Szanowny Panie Ministrze! W imieniu zarządzających szpitalami powiatowymi, zatrudnionego w nich personelu, ale przede wszystkim w imieniu polskiego Pacjenta, zwracamy się do Pana Ministra z apelem o niezwłoczne podjęcie działań, które w realny sposób zmienią i poprawią sytuację finansową placówek medycznych w Polsce, ratując je przed ostateczną zapaścią.
Zadłużenie polskich szpitali wynosi już prawie 20 mld złotych. Jest to kwota, której nie da się zredukować bez fundamentalnych zmian w organizacji systemu ochrony zdrowia. To zjawisko jest powszechne. Zadłużone są zarówno małe szpitale, które reprezentujemy, jak i te największe, kliniczne, co wyraźnie wskazuje, że jest to problem systemowy. Lata zaniedbań i brak odpowiedniej i przejrzystej organizacji w zakresie finansowania systemu ochrony zdrowia doprowadziły do dramatycznej sytuacji i walki o utrzymanie płynności finansowej każdego miesiąca.

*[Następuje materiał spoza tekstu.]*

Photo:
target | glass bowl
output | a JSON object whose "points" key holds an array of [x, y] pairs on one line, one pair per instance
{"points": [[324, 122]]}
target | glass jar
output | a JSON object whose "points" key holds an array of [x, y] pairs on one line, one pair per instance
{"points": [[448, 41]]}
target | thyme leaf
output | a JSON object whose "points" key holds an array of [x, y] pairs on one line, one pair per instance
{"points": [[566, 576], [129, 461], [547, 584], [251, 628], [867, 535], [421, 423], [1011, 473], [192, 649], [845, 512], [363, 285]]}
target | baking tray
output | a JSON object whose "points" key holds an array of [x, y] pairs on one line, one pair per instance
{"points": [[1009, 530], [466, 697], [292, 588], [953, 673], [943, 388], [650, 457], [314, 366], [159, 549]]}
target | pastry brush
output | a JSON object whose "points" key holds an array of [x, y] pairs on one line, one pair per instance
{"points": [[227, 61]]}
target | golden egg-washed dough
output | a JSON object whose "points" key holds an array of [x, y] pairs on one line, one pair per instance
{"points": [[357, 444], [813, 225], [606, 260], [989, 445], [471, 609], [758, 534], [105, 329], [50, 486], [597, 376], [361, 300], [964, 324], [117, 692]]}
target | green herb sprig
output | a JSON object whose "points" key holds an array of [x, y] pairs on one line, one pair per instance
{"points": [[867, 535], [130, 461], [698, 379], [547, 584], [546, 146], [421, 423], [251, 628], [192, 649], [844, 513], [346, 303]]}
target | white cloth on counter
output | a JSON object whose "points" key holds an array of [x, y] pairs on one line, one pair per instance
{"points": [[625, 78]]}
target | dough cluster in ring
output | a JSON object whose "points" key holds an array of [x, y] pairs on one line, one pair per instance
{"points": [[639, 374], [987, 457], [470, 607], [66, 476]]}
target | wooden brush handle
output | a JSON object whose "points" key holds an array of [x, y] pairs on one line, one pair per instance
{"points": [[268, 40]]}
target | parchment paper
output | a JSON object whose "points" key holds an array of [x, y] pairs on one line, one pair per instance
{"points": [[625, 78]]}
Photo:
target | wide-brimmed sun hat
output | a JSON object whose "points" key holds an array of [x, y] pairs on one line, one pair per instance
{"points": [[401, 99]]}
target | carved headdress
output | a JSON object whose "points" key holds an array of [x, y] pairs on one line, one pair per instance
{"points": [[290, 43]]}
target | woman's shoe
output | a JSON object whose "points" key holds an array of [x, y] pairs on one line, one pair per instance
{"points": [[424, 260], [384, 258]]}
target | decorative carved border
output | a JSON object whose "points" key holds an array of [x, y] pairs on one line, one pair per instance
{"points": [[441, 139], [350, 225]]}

Zgodnie z art. 68 Konstytucji każdy obywatel ma prawo do ochrony zdrowia, a równy dostęp do świadczeń opieki zdrowotnej finansowanej ze środków publicznych muszą zapewnić władze publiczne. Potwierdza to Uchwała Sądu Najwyższego z dnia 19 marca 2019 r. (sygn. akt III CZP 80/18), z której jasno wynika, że: do obowiązków państwa należy stworzenie systemu opieki zdrowotnej działającego według określonych standardów, ale usługi mające na celu utrzymanie zdrowia we właściwej kondycji lub jego poprawę są jednocześnie przedmiotem działalności gospodarczej. Zapoznając się z dalszą częścią tej Uchwały możemy przeczytać, że uzyskanie stosownego wynagrodzenia za wykonane świadczenia pozwala bowiem świadczeniodawcy nie tylko na jego należytą jakość, ale i na utrzymanie się na rynku i rozwój, od którego zależy zdolność do wykonywania świadczeń zdrowotnych w przyszłości. Narodowy Fundusz Zdrowia powinien dbać o osiągnięcie takiego stanu także przez racjonalne określenie wysokości wynagrodzeń za kontraktowane świadczenia.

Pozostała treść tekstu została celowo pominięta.